The establishment of the Booker Washington Agricultural and Industrial Institute (BWI) of Liberia was a ‘dream come true’ for the late President Charles Dunbar Burgess King. During an official visit to the U.S. in 1924, president King was asked by a reporter to name anything of significance that he would like to take back to his country. The President said,
“If it were possible, I would like to take Tuskegee Institute with me to Liberia.” Even though it was not physically possible to transplant Tuskegee Institute of the United States to Liberia, President King’s dream of a Tuskegee-type institution in Liberia was fulfilled in 1929, through the establishment of BWI.
And because of this, Vice President Boakai committed himself to working for the achievement of this goal in the soonest possible time.
Boakai’s concern for BWI was made public in a speech he delivered at the program marking the 88th founding anniversary of the institute held under the theme, “BWI at 88: Appreciating the Past, Strengthening the Present, and Nourishing the Future.”
He said the government continues to consider the BWI as critical to the molding of good minds for Liberia, for which “we have gone to lengths to attract greater interest in and support for it.”
“In conjunction with some local and foreign partners,” he continued, “we are pursuing efforts to raise the educational level of BWI to, among other things, begin a program that will train and produce laboratory technicians to man our hospitals and clinics.”
He said whenever he visits the United States and other countries, he continues to carry with him the concerns of institutions of higher learning in the country, and keeps BWI at the top of his list of schools that need elevation to technical college status.
He said the theme for the 88th Founder’s Day was not only a befitting one for the occasion, but also a guide that could help every Liberian in their quest for transformation.

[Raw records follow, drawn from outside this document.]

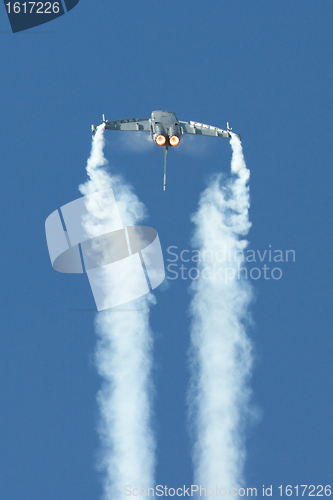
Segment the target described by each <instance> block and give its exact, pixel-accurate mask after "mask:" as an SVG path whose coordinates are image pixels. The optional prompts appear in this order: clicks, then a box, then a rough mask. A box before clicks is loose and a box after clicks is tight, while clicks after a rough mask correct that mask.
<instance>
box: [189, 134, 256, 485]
mask: <svg viewBox="0 0 333 500" xmlns="http://www.w3.org/2000/svg"><path fill="white" fill-rule="evenodd" d="M230 143H231V147H232V161H231V172H232V174H233V176H232V177H231V179H229V180H228V181H227V182H224V183H222V177H221V174H220V175H217V176H216V177H215V179H214V180H213V181H212V182H211V183H210V184H209V186H208V188H207V189H206V190H205V191H204V192H203V193H202V194H201V197H200V201H199V208H198V211H197V212H196V213H195V214H194V216H193V217H192V221H193V222H194V225H195V232H194V237H193V244H194V245H195V247H196V248H198V250H199V251H200V255H201V259H202V261H201V262H200V266H199V271H200V275H199V278H198V279H197V280H196V281H194V282H193V284H192V287H191V291H192V294H193V297H192V301H191V307H190V311H191V316H192V325H191V349H190V364H191V386H190V390H189V394H188V396H189V407H190V417H191V424H192V428H193V429H194V439H195V443H194V449H193V462H194V469H195V478H194V479H195V483H196V484H197V485H202V487H206V488H215V487H216V486H218V487H219V488H226V490H227V494H228V491H229V493H230V490H231V488H239V487H240V486H244V484H243V482H242V481H243V464H244V458H245V448H244V439H243V424H244V417H245V416H246V414H247V413H248V406H249V397H250V390H249V387H248V378H249V375H250V371H251V366H252V349H251V342H250V340H249V338H248V337H247V335H246V322H247V321H248V319H249V314H248V305H249V302H250V301H251V298H252V292H251V286H250V285H249V284H248V283H247V282H246V281H245V280H244V279H243V280H242V279H238V277H239V276H238V273H239V268H240V267H241V265H242V251H243V249H244V248H245V247H246V246H247V241H245V240H244V239H241V236H244V235H246V234H247V233H248V231H249V229H250V227H251V223H250V222H249V219H248V209H249V206H250V199H249V188H248V186H247V182H248V180H249V176H250V172H249V170H248V169H247V168H246V165H245V161H244V157H243V152H242V146H241V143H240V141H239V139H238V137H237V136H236V135H234V134H233V135H232V138H231V140H230ZM222 261H223V262H222ZM204 269H205V270H204ZM244 274H245V272H244V270H243V271H241V273H240V275H241V276H244Z"/></svg>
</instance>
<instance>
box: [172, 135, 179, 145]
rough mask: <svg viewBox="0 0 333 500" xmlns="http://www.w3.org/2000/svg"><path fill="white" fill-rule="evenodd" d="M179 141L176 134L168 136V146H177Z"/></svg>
mask: <svg viewBox="0 0 333 500" xmlns="http://www.w3.org/2000/svg"><path fill="white" fill-rule="evenodd" d="M179 142H180V139H179V137H178V136H177V135H172V136H171V137H170V138H169V143H170V146H178V144H179Z"/></svg>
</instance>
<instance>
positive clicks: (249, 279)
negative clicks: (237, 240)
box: [166, 245, 296, 283]
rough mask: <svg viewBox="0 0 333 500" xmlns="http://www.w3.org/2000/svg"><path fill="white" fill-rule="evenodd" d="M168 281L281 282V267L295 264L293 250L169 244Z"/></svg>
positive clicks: (167, 275) (167, 250)
mask: <svg viewBox="0 0 333 500" xmlns="http://www.w3.org/2000/svg"><path fill="white" fill-rule="evenodd" d="M166 253H167V257H166V261H167V263H168V264H167V266H166V270H167V276H166V277H167V279H169V280H176V279H182V280H197V279H199V278H200V277H201V278H202V279H204V280H222V281H224V283H228V282H231V281H233V280H235V279H237V280H254V281H257V280H259V279H264V280H280V279H281V278H282V276H283V269H282V265H283V264H285V263H292V262H296V252H295V250H292V249H288V250H281V249H274V248H272V245H268V246H267V248H265V249H263V250H253V249H246V250H243V249H238V250H230V249H229V248H227V247H223V248H220V249H218V250H209V249H205V250H193V249H179V248H178V246H176V245H170V246H169V247H168V248H167V250H166Z"/></svg>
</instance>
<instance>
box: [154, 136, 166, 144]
mask: <svg viewBox="0 0 333 500" xmlns="http://www.w3.org/2000/svg"><path fill="white" fill-rule="evenodd" d="M155 142H156V144H158V145H159V146H164V144H165V143H166V138H165V137H164V135H158V136H157V137H156V139H155Z"/></svg>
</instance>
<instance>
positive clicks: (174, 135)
mask: <svg viewBox="0 0 333 500" xmlns="http://www.w3.org/2000/svg"><path fill="white" fill-rule="evenodd" d="M103 125H104V129H105V130H128V131H137V132H149V133H150V135H151V137H152V139H153V141H154V142H155V143H156V144H157V145H158V146H162V147H164V180H163V189H164V191H165V187H166V165H167V154H168V149H169V146H172V147H175V146H178V144H179V143H180V139H181V136H182V135H183V134H194V135H209V136H211V137H227V138H228V137H231V130H232V129H231V128H230V127H229V123H227V130H223V129H221V128H217V127H212V126H211V125H205V124H204V123H198V122H192V121H191V122H190V123H188V122H183V121H180V120H178V118H177V117H176V115H175V113H173V112H171V111H153V112H152V114H151V117H150V118H129V119H127V120H116V121H114V122H109V121H108V120H106V119H105V115H103ZM91 131H92V133H93V134H94V133H95V132H96V126H95V125H92V126H91ZM239 137H240V136H239Z"/></svg>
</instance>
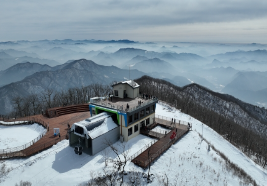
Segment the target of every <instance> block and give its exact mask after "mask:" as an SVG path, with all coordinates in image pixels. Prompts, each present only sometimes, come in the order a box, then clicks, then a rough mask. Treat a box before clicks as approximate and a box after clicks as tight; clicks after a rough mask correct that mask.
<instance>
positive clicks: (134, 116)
mask: <svg viewBox="0 0 267 186" xmlns="http://www.w3.org/2000/svg"><path fill="white" fill-rule="evenodd" d="M136 120H138V112H137V113H134V121H136Z"/></svg>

“I should admit that this theme, ‘Appreciating the Past, Strengthening the Present, and Nourishing the Future’ is so well-placed that it has so much clear relevance to a whole host of situations in our present realities,” the VP declared.

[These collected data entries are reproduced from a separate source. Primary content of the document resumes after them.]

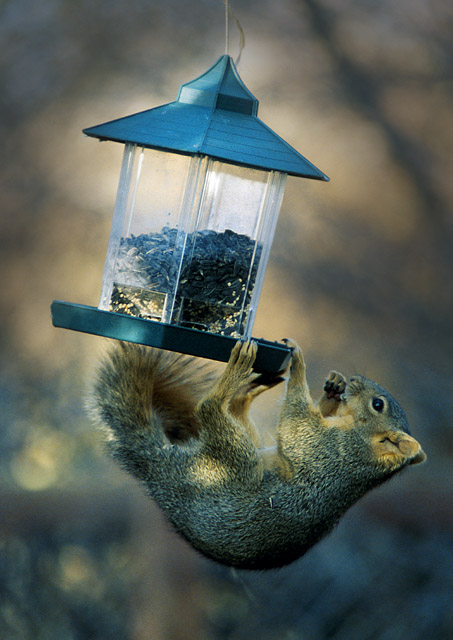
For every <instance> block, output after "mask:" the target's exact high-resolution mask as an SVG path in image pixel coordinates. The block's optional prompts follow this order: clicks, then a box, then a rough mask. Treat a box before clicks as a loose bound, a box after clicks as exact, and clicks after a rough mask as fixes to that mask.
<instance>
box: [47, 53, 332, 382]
mask: <svg viewBox="0 0 453 640" xmlns="http://www.w3.org/2000/svg"><path fill="white" fill-rule="evenodd" d="M257 111H258V101H257V100H256V98H255V97H254V96H253V95H252V94H251V93H250V91H249V90H248V89H247V87H246V86H245V85H244V83H243V82H242V80H241V79H240V77H239V75H238V73H237V70H236V67H235V65H234V63H233V61H232V59H231V58H230V56H229V55H223V56H221V57H220V58H219V60H218V61H217V62H216V63H215V64H214V65H213V66H212V67H211V68H210V69H208V71H206V72H205V73H204V74H203V75H201V76H200V77H198V78H196V79H195V80H193V81H191V82H188V83H186V84H183V85H182V86H181V88H180V90H179V94H178V97H177V99H176V101H174V102H171V103H169V104H166V105H163V106H160V107H156V108H154V109H150V110H147V111H143V112H141V113H137V114H134V115H131V116H126V117H124V118H120V119H119V120H114V121H112V122H107V123H104V124H100V125H97V126H94V127H90V128H88V129H85V130H84V133H85V134H86V135H87V136H91V137H94V138H98V139H99V140H113V141H115V142H120V143H122V144H124V145H125V149H124V156H123V164H122V168H121V174H120V180H119V187H118V194H117V199H116V205H115V210H114V215H113V223H112V228H111V233H110V239H109V244H108V250H107V257H106V261H105V268H104V277H103V282H102V291H101V297H100V302H99V306H98V307H89V306H84V305H79V304H74V303H68V302H62V301H54V302H53V304H52V320H53V324H54V325H55V326H57V327H63V328H66V329H73V330H76V331H83V332H86V333H91V334H95V335H101V336H106V337H110V338H116V339H119V340H126V341H130V342H136V343H140V344H145V345H149V346H154V347H159V348H162V349H168V350H171V351H178V352H181V353H186V354H191V355H196V356H200V357H205V358H211V359H214V360H223V361H226V360H228V357H229V355H230V352H231V349H232V347H233V345H234V344H235V342H236V340H237V339H238V338H250V337H251V332H252V326H253V321H254V317H255V313H256V308H257V304H258V300H259V295H260V291H261V287H262V283H263V278H264V273H265V270H266V265H267V262H268V257H269V252H270V248H271V244H272V239H273V236H274V231H275V226H276V223H277V217H278V213H279V210H280V206H281V202H282V198H283V192H284V188H285V182H286V177H287V175H292V176H298V177H302V178H313V179H316V180H328V178H327V177H326V176H325V175H324V173H322V172H321V171H319V169H317V168H316V167H315V166H314V165H313V164H311V163H310V162H309V161H308V160H306V158H304V157H303V156H301V155H300V154H299V153H298V152H297V151H295V149H293V148H292V147H291V146H290V145H289V144H287V143H286V142H285V141H284V140H283V139H282V138H280V137H279V136H278V135H277V134H275V133H274V132H273V131H272V130H271V129H269V127H267V126H266V125H265V124H264V123H263V122H262V121H261V120H260V119H259V118H258V117H257ZM257 342H258V354H257V360H256V369H257V371H262V372H267V373H270V374H277V373H280V372H281V371H283V370H284V369H285V367H286V366H287V362H288V359H289V355H290V350H289V348H288V347H287V346H286V345H284V344H280V343H276V342H270V341H266V340H261V339H259V340H257Z"/></svg>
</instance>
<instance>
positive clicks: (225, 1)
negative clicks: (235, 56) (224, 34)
mask: <svg viewBox="0 0 453 640" xmlns="http://www.w3.org/2000/svg"><path fill="white" fill-rule="evenodd" d="M223 3H224V5H225V54H226V55H229V53H228V50H229V39H230V33H229V17H230V16H231V17H232V18H233V20H234V21H235V23H236V26H237V28H238V31H239V55H238V57H237V58H236V60H235V64H236V66H237V65H238V64H239V61H240V59H241V55H242V50H243V49H244V47H245V35H244V30H243V29H242V27H241V23H240V22H239V20H238V19H237V17H236V14H235V13H234V11H233V9H232V8H231V7H230V3H229V0H223Z"/></svg>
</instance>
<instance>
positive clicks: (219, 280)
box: [100, 145, 286, 337]
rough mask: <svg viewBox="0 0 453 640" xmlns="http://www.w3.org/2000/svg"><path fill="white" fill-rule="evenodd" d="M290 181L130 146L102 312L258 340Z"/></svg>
mask: <svg viewBox="0 0 453 640" xmlns="http://www.w3.org/2000/svg"><path fill="white" fill-rule="evenodd" d="M285 178H286V175H285V174H280V173H278V172H267V171H261V170H255V169H250V168H248V167H240V166H236V165H231V164H227V163H222V162H219V161H216V160H213V159H211V158H208V157H203V156H193V157H187V156H180V155H177V154H168V153H163V152H158V151H153V150H149V149H140V148H136V147H135V146H134V145H126V149H125V152H124V159H123V167H122V170H121V176H120V184H119V188H118V196H117V201H116V206H115V212H114V220H113V225H112V232H111V237H110V242H109V248H108V253H107V260H106V267H105V272H104V283H103V291H102V295H101V303H100V307H101V308H106V309H110V310H111V311H116V312H119V313H126V314H130V315H134V316H138V317H142V318H146V319H150V320H158V321H164V322H167V323H171V324H177V325H180V326H183V327H191V328H196V329H200V330H204V331H210V332H213V333H217V334H221V335H231V336H235V337H240V336H244V337H245V336H249V335H250V333H251V329H252V324H253V318H254V316H255V312H256V306H257V303H258V299H259V294H260V291H261V286H262V281H263V278H264V272H265V268H266V264H267V260H268V256H269V250H270V246H271V243H272V239H273V235H274V231H275V225H276V221H277V217H278V212H279V209H280V205H281V200H282V196H283V190H284V184H285Z"/></svg>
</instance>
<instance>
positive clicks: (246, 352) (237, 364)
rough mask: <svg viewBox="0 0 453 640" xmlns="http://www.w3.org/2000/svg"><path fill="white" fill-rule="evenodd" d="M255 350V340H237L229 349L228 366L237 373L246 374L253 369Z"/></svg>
mask: <svg viewBox="0 0 453 640" xmlns="http://www.w3.org/2000/svg"><path fill="white" fill-rule="evenodd" d="M257 351H258V345H257V343H256V342H255V340H246V341H245V342H243V341H242V340H238V341H237V342H236V344H235V345H234V347H233V349H232V351H231V355H230V358H229V360H228V366H229V367H230V368H231V369H234V370H235V371H236V372H237V373H238V374H241V373H243V374H245V375H248V374H249V373H251V371H252V369H253V364H254V362H255V359H256V352H257Z"/></svg>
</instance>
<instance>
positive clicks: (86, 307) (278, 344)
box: [51, 300, 291, 377]
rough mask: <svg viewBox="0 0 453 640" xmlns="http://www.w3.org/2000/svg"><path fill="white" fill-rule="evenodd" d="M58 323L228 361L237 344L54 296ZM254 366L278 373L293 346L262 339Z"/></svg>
mask: <svg viewBox="0 0 453 640" xmlns="http://www.w3.org/2000/svg"><path fill="white" fill-rule="evenodd" d="M51 311H52V323H53V325H54V326H55V327H60V328H63V329H72V330H73V331H82V332H83V333H91V334H93V335H97V336H104V337H106V338H114V339H116V340H126V341H127V342H135V343H137V344H144V345H147V346H150V347H157V348H159V349H166V350H168V351H177V352H181V353H186V354H189V355H192V356H198V357H200V358H210V359H211V360H219V361H222V362H226V361H227V360H228V358H229V357H230V353H231V350H232V348H233V347H234V345H235V344H236V342H237V340H236V338H229V337H227V336H220V335H216V334H214V333H208V332H207V331H198V330H197V329H187V328H185V327H177V326H175V325H170V324H165V323H163V322H152V321H150V320H144V319H143V318H135V317H133V316H128V315H125V314H121V313H114V312H112V311H104V310H102V309H98V308H96V307H89V306H86V305H81V304H74V303H72V302H63V301H61V300H54V301H53V303H52V306H51ZM256 342H257V344H258V351H257V355H256V360H255V364H254V370H255V371H257V372H258V373H263V374H268V375H269V376H271V377H272V376H278V375H280V374H281V373H283V372H284V371H285V369H286V368H287V366H288V364H289V360H290V356H291V349H290V347H287V346H286V345H284V344H280V343H278V342H270V341H268V340H262V339H258V340H256Z"/></svg>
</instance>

He said Liberia’s present-day situation, particularly at this period in time, reflects the program’s theme in such a way that if properly utilized, could unravel possibilities and potentials far beyond any calculations in the country’s imagination.
Shortly after the indoor program, VP Boakai inaugurated the school’s trade shops, renovated by the government.
In his message, the principal and chief executive officer (CEO) of BWI, Harris Fomba Tarnue, said at 88, the BWI is proudly turning young people into aspiring engineers, architects, business and national leaders, professionals and technicians from diverse pursuits.
Mr. Tarnue called on the youth, especially the BWI students, to commit themselves to appreciating the foundation laid by the country’s past, to vow to work unceasingly to make the present stronger and vibrant, and at the same time to create achievable visions for an excellent Liberia that future generations would take pride in as their heritage.
He said his administration’s strategic focus will continue to be driven by public engagement coupled with definite and purposive actions set out in a five-point strategic priority to include investment in staff development and capacity-building; invest in BWI’s internal revenue generating capacity; strengthen existing infrastructures and build new ones; enhance students and young faculty recruitment, development and retention programs; and to elevate BWI to a technical college and high-quality market focused institution.
BWI’s 88th Founder’s Day activities started on Thursday, June 22, with community service, which witnessed the graduations of over 30 young women in pastry marking, enhanced training of the BWI security guard service and staff development.
It was climaxed on Sunday, June 25 with thanksgiving and a religious service on the main campus.